La objetiva inmoralidad de todo acto contraceptivo no se ve anulada por ninguna circunstancia ni por la ponderación de consecuencias que se pueda hacer.

93. ¿Quiere esto decir que, para los enfermos de SIDA casados, mantenerse sin relaciones conyugales podría representar un sacrificio tal vez heroico, exigido por la moral?

Hoy día muchos hacen juicios sobre la moralidad de las conductas sexuales dando por supuesto que la castidad es imposible. Esta postura, aparte de no responder a la realidad, manifiesta un escaso reconocimiento de la libertad humana. Así, se pretende justificar la masturbación de los adolescentes como si éstos no pudiesen vivir castos, o se justifican moralmente los actos homosexuales por suponerse que quien tiene tendencia homosexual está abocado sin remedio a manifestarla activamente en su conducta. Y de modo parecido se argumenta con respecto a la fornicación o al adulterio.

Este planteamiento es radicalmente contrario al de la Iglesia católica, que sí confía plenamente en la libertad, en la capacidad de los seres humanos para optar responsablemente por el bien aun cuando alcanzarlo sea arduo, y las circunstancias, difíciles. La Iglesia predica la castidad porque, con la ayuda de la gracia de Dios, es posible para todos, también para los jóvenes que en la adolescencia descubren la dimensión sexual de su personalidad; también para quienes descubren en sí mismos tendencias homosexuales; y también para los esposos que por algún motivo serio se ven conducidos a tomar la decisión de abstenerse de la manifestación sexual de su amor matrimonial.
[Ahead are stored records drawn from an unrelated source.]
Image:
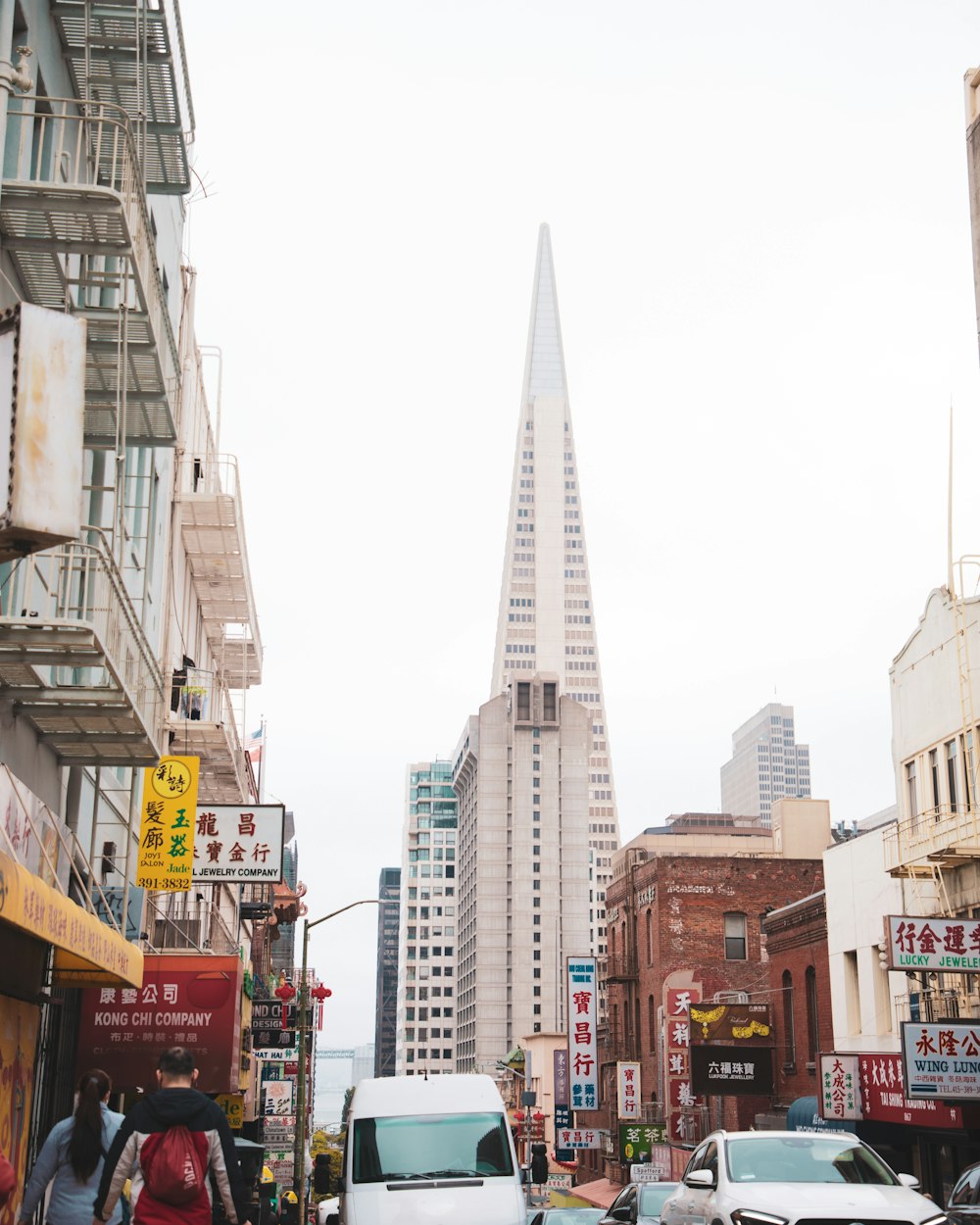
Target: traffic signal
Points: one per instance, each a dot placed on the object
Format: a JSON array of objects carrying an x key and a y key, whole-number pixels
[{"x": 321, "y": 1174}]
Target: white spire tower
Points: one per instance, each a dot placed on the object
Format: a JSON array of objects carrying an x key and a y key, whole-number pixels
[{"x": 547, "y": 620}]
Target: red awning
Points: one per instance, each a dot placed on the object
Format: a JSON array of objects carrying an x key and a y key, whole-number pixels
[{"x": 599, "y": 1194}]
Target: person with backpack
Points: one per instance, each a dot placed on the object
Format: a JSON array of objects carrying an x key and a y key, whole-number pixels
[
  {"x": 171, "y": 1142},
  {"x": 74, "y": 1155}
]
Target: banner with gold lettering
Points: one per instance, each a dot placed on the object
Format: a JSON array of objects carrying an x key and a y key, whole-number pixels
[{"x": 167, "y": 824}]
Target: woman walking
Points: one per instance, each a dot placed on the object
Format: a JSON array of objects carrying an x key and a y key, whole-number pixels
[{"x": 74, "y": 1155}]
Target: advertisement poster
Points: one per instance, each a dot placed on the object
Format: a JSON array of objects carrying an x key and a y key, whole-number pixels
[
  {"x": 186, "y": 1000},
  {"x": 583, "y": 1067},
  {"x": 627, "y": 1081},
  {"x": 236, "y": 844},
  {"x": 736, "y": 1071},
  {"x": 19, "y": 1035},
  {"x": 167, "y": 823},
  {"x": 278, "y": 1098}
]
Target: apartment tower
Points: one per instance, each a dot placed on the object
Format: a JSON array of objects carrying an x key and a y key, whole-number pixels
[
  {"x": 765, "y": 764},
  {"x": 538, "y": 817}
]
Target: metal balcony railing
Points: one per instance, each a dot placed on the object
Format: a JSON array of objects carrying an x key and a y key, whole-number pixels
[
  {"x": 214, "y": 530},
  {"x": 931, "y": 1005},
  {"x": 74, "y": 220},
  {"x": 74, "y": 657},
  {"x": 944, "y": 836},
  {"x": 205, "y": 725}
]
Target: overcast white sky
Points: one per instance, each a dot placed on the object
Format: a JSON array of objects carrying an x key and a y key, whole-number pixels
[{"x": 760, "y": 234}]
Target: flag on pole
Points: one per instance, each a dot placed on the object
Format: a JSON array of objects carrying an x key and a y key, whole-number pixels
[{"x": 254, "y": 745}]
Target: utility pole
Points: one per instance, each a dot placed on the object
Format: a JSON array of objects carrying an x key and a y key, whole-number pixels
[{"x": 299, "y": 1150}]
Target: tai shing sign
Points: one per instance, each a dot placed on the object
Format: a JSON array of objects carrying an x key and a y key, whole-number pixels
[
  {"x": 583, "y": 1068},
  {"x": 627, "y": 1077},
  {"x": 949, "y": 945}
]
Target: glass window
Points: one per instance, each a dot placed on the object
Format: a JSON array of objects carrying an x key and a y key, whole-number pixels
[{"x": 735, "y": 937}]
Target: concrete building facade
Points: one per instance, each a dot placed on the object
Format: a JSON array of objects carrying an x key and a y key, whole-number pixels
[
  {"x": 426, "y": 1004},
  {"x": 765, "y": 763}
]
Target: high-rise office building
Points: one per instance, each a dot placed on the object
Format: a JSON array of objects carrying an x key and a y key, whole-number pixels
[
  {"x": 547, "y": 620},
  {"x": 765, "y": 764},
  {"x": 388, "y": 888},
  {"x": 426, "y": 931},
  {"x": 538, "y": 817}
]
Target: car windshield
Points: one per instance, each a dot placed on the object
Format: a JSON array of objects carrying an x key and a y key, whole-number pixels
[
  {"x": 805, "y": 1159},
  {"x": 431, "y": 1147},
  {"x": 652, "y": 1197}
]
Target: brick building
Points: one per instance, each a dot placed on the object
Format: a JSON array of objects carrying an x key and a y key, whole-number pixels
[
  {"x": 689, "y": 925},
  {"x": 800, "y": 986}
]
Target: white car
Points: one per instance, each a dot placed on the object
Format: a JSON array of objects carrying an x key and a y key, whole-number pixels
[{"x": 793, "y": 1179}]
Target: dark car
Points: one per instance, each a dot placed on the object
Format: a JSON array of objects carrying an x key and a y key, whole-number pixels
[{"x": 963, "y": 1206}]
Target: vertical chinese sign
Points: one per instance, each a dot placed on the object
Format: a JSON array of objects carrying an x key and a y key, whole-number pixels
[
  {"x": 839, "y": 1087},
  {"x": 170, "y": 809},
  {"x": 680, "y": 1097},
  {"x": 583, "y": 1066},
  {"x": 627, "y": 1078}
]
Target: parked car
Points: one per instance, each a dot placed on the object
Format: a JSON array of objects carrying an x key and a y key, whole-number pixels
[
  {"x": 564, "y": 1215},
  {"x": 793, "y": 1179},
  {"x": 963, "y": 1206},
  {"x": 640, "y": 1203}
]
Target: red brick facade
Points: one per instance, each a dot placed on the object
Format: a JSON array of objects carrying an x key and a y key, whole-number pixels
[
  {"x": 800, "y": 984},
  {"x": 666, "y": 927}
]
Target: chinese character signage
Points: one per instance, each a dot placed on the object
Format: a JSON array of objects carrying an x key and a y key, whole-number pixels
[
  {"x": 278, "y": 1098},
  {"x": 627, "y": 1077},
  {"x": 942, "y": 1059},
  {"x": 192, "y": 1001},
  {"x": 583, "y": 1069},
  {"x": 680, "y": 1097},
  {"x": 166, "y": 858},
  {"x": 839, "y": 1087},
  {"x": 731, "y": 1069},
  {"x": 238, "y": 844},
  {"x": 578, "y": 1137},
  {"x": 883, "y": 1097},
  {"x": 738, "y": 1024},
  {"x": 637, "y": 1141},
  {"x": 947, "y": 945}
]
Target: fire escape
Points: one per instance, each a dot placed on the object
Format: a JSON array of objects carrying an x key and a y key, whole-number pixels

El ejercicio humano de la facultad sexual no es una necesidad compulsiva.

El cristiano puede, con la ayuda de Dios, vivir en gracia y virtuosamente en cualesquiera circunstancias y debe -incluso hasta el martirio- ser fiel a Dios y al bien de su propia dignidad, viviendo en su vida práctica con eficacia la máxima que resume la moral: el único mal que hay que evitar a cualquier precio es el pecado, la ofensa a Dios y a la conciencia; lo único absolutamente importante es la fidelidad amorosa a Dios.
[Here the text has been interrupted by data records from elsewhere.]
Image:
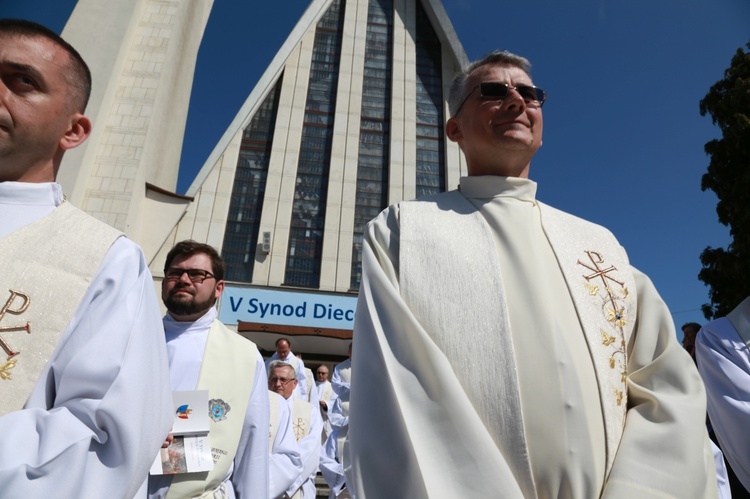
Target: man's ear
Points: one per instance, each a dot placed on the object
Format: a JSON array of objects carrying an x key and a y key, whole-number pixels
[
  {"x": 453, "y": 130},
  {"x": 219, "y": 289},
  {"x": 79, "y": 130}
]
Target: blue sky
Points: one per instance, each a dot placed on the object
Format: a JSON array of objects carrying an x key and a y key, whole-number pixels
[{"x": 623, "y": 137}]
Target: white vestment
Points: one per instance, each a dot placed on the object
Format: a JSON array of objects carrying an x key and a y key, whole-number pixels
[
  {"x": 323, "y": 392},
  {"x": 299, "y": 368},
  {"x": 285, "y": 461},
  {"x": 309, "y": 447},
  {"x": 721, "y": 349},
  {"x": 101, "y": 408},
  {"x": 338, "y": 415},
  {"x": 186, "y": 344},
  {"x": 440, "y": 441}
]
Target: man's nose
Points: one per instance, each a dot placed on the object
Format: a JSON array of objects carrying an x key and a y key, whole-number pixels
[{"x": 514, "y": 99}]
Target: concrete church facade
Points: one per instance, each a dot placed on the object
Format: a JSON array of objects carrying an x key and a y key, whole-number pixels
[{"x": 347, "y": 119}]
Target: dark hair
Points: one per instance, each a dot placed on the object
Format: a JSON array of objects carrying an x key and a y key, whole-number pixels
[
  {"x": 693, "y": 326},
  {"x": 79, "y": 75},
  {"x": 189, "y": 248},
  {"x": 283, "y": 339}
]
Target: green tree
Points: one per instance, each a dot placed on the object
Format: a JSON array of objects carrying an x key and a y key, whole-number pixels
[{"x": 727, "y": 271}]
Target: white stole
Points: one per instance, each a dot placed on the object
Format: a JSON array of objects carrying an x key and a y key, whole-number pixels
[
  {"x": 273, "y": 425},
  {"x": 228, "y": 373},
  {"x": 45, "y": 269},
  {"x": 740, "y": 319},
  {"x": 301, "y": 418},
  {"x": 436, "y": 236}
]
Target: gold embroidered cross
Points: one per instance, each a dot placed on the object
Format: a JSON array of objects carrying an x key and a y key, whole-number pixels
[
  {"x": 597, "y": 271},
  {"x": 299, "y": 428},
  {"x": 616, "y": 316},
  {"x": 15, "y": 311}
]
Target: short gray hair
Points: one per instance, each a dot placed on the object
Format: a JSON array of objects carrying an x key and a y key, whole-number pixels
[
  {"x": 280, "y": 363},
  {"x": 497, "y": 57}
]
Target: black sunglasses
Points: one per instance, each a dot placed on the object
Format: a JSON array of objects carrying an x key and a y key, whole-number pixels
[{"x": 495, "y": 90}]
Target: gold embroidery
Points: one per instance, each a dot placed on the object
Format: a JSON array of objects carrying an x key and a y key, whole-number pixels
[
  {"x": 593, "y": 289},
  {"x": 26, "y": 327},
  {"x": 299, "y": 428},
  {"x": 5, "y": 369},
  {"x": 613, "y": 306},
  {"x": 620, "y": 395},
  {"x": 607, "y": 340}
]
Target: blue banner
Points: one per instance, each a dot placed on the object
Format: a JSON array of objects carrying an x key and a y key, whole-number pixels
[{"x": 286, "y": 308}]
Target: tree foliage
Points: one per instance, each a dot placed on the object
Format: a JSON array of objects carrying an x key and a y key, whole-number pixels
[{"x": 727, "y": 271}]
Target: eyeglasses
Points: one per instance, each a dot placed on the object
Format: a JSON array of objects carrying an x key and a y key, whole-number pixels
[
  {"x": 195, "y": 275},
  {"x": 495, "y": 90},
  {"x": 283, "y": 381}
]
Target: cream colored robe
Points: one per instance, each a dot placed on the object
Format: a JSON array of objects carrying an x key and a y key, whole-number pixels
[{"x": 415, "y": 431}]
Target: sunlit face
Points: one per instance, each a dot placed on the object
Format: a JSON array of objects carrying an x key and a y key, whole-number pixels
[
  {"x": 498, "y": 137},
  {"x": 38, "y": 118},
  {"x": 281, "y": 380},
  {"x": 187, "y": 300},
  {"x": 282, "y": 349}
]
Forma parte de la misión de la Iglesia recordar permanentemente a los hombres las exigencias de la verdad moral natural, tanto si esto gusta a la mayoría en una época concreta como si no. La Iglesia es depositaria, no dueña, de la verdad del hombre, y debe expresar esta verdad, lo que en ocasiones podrá llegar a implicar comportamientos heroicos. La Iglesia, Madre y Maestra, pone al hombre ante su dignidad y ante su libertad, y cree en ambas con todas sus consecuencias.
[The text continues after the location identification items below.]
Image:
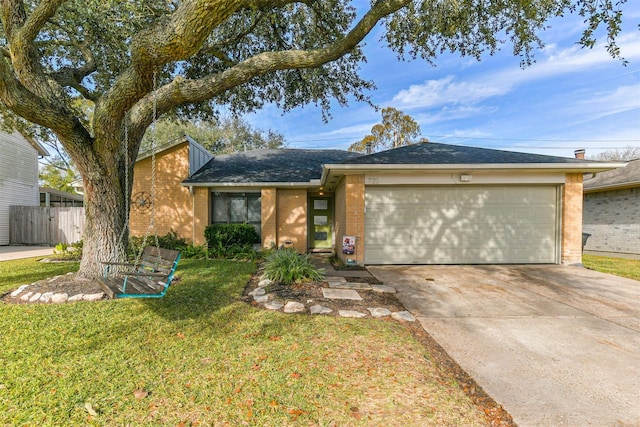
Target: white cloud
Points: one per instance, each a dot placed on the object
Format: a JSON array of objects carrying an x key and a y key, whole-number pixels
[
  {"x": 450, "y": 90},
  {"x": 451, "y": 113}
]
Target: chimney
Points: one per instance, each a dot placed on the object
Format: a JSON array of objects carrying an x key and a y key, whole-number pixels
[{"x": 368, "y": 148}]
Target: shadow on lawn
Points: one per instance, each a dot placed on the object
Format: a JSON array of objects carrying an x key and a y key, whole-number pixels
[{"x": 204, "y": 288}]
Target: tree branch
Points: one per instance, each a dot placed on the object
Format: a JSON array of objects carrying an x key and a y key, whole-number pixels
[
  {"x": 32, "y": 108},
  {"x": 40, "y": 15},
  {"x": 181, "y": 92}
]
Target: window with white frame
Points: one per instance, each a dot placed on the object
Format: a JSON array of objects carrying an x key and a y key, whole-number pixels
[{"x": 236, "y": 208}]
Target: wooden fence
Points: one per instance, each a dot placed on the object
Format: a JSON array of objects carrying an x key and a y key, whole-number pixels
[{"x": 35, "y": 225}]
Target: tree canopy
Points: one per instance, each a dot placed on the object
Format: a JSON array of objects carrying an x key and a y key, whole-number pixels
[
  {"x": 223, "y": 136},
  {"x": 134, "y": 61},
  {"x": 618, "y": 154},
  {"x": 397, "y": 129}
]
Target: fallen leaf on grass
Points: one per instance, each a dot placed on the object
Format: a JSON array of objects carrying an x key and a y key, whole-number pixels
[
  {"x": 90, "y": 409},
  {"x": 140, "y": 393},
  {"x": 295, "y": 413},
  {"x": 355, "y": 412}
]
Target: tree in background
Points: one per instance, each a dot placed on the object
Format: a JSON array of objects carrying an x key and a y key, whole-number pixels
[
  {"x": 397, "y": 129},
  {"x": 623, "y": 155},
  {"x": 224, "y": 136},
  {"x": 134, "y": 61}
]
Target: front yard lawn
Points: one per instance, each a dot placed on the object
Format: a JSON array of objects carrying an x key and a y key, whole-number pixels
[
  {"x": 200, "y": 356},
  {"x": 628, "y": 268}
]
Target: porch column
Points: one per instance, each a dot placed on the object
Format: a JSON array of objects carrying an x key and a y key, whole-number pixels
[
  {"x": 268, "y": 227},
  {"x": 572, "y": 219},
  {"x": 201, "y": 210},
  {"x": 354, "y": 195}
]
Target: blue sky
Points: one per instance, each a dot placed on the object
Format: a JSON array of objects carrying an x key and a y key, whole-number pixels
[{"x": 570, "y": 98}]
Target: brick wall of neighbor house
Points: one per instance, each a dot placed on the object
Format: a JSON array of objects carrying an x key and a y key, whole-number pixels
[
  {"x": 269, "y": 226},
  {"x": 349, "y": 215},
  {"x": 572, "y": 219},
  {"x": 613, "y": 220},
  {"x": 291, "y": 217},
  {"x": 174, "y": 204}
]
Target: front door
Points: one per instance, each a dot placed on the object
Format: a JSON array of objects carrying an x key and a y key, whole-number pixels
[{"x": 320, "y": 222}]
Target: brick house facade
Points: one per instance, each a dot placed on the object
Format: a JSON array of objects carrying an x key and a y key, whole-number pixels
[
  {"x": 611, "y": 213},
  {"x": 312, "y": 199}
]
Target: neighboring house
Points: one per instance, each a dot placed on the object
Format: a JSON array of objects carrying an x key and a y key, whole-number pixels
[
  {"x": 426, "y": 203},
  {"x": 18, "y": 176},
  {"x": 50, "y": 197},
  {"x": 612, "y": 210}
]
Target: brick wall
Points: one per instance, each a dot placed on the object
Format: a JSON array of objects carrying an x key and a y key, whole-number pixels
[
  {"x": 173, "y": 203},
  {"x": 269, "y": 226},
  {"x": 613, "y": 220},
  {"x": 339, "y": 217},
  {"x": 201, "y": 211},
  {"x": 353, "y": 215},
  {"x": 572, "y": 219},
  {"x": 291, "y": 217}
]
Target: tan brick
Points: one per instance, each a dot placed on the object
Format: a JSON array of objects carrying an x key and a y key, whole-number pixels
[
  {"x": 572, "y": 219},
  {"x": 269, "y": 225},
  {"x": 291, "y": 217},
  {"x": 173, "y": 203}
]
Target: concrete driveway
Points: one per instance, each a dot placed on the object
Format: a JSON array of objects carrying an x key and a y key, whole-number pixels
[{"x": 555, "y": 345}]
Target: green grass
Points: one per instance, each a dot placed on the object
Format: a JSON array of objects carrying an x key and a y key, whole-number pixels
[
  {"x": 205, "y": 358},
  {"x": 628, "y": 268}
]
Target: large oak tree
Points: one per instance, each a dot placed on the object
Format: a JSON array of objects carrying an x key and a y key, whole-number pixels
[{"x": 136, "y": 59}]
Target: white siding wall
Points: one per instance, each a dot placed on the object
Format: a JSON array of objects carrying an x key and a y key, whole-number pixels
[{"x": 18, "y": 178}]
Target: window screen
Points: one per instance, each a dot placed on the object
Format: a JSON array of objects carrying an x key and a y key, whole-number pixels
[{"x": 237, "y": 208}]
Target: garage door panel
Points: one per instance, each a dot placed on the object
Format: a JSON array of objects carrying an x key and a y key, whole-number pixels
[{"x": 438, "y": 225}]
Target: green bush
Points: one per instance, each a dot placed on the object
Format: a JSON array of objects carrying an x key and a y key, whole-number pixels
[
  {"x": 287, "y": 266},
  {"x": 226, "y": 235},
  {"x": 238, "y": 252},
  {"x": 194, "y": 252},
  {"x": 70, "y": 252}
]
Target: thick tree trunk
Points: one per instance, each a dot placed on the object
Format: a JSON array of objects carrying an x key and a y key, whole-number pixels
[{"x": 105, "y": 217}]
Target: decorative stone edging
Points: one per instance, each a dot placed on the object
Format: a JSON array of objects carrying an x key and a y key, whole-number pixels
[
  {"x": 260, "y": 296},
  {"x": 25, "y": 296}
]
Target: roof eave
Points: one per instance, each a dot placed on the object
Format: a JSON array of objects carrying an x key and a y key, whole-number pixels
[
  {"x": 314, "y": 183},
  {"x": 616, "y": 186},
  {"x": 569, "y": 167}
]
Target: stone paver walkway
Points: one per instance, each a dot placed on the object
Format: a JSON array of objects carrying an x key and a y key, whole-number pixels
[{"x": 339, "y": 290}]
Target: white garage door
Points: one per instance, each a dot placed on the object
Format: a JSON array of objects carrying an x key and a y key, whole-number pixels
[{"x": 461, "y": 225}]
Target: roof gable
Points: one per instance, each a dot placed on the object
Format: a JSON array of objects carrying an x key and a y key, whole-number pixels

Si por estar infectada por el virus del SIDA -o por otra circunstancia- una persona casada se ve moralmente obligada a mantener una continencia perfecta, tiene la gracia para poder hacerlo, como lo han de hacer los no casados. Esto no sólo es posible, sino que es lo normal en un cristiano consciente de su dignidad de hijo de Dios y movido por la acción del Espíritu Santo: un cristiano que busca sincera y perseverantemente esa fuerza y esa luz divinas en la escucha de la Palabra de Dios, la oración, los sacramentos, el acompañamiento espiritual, etc.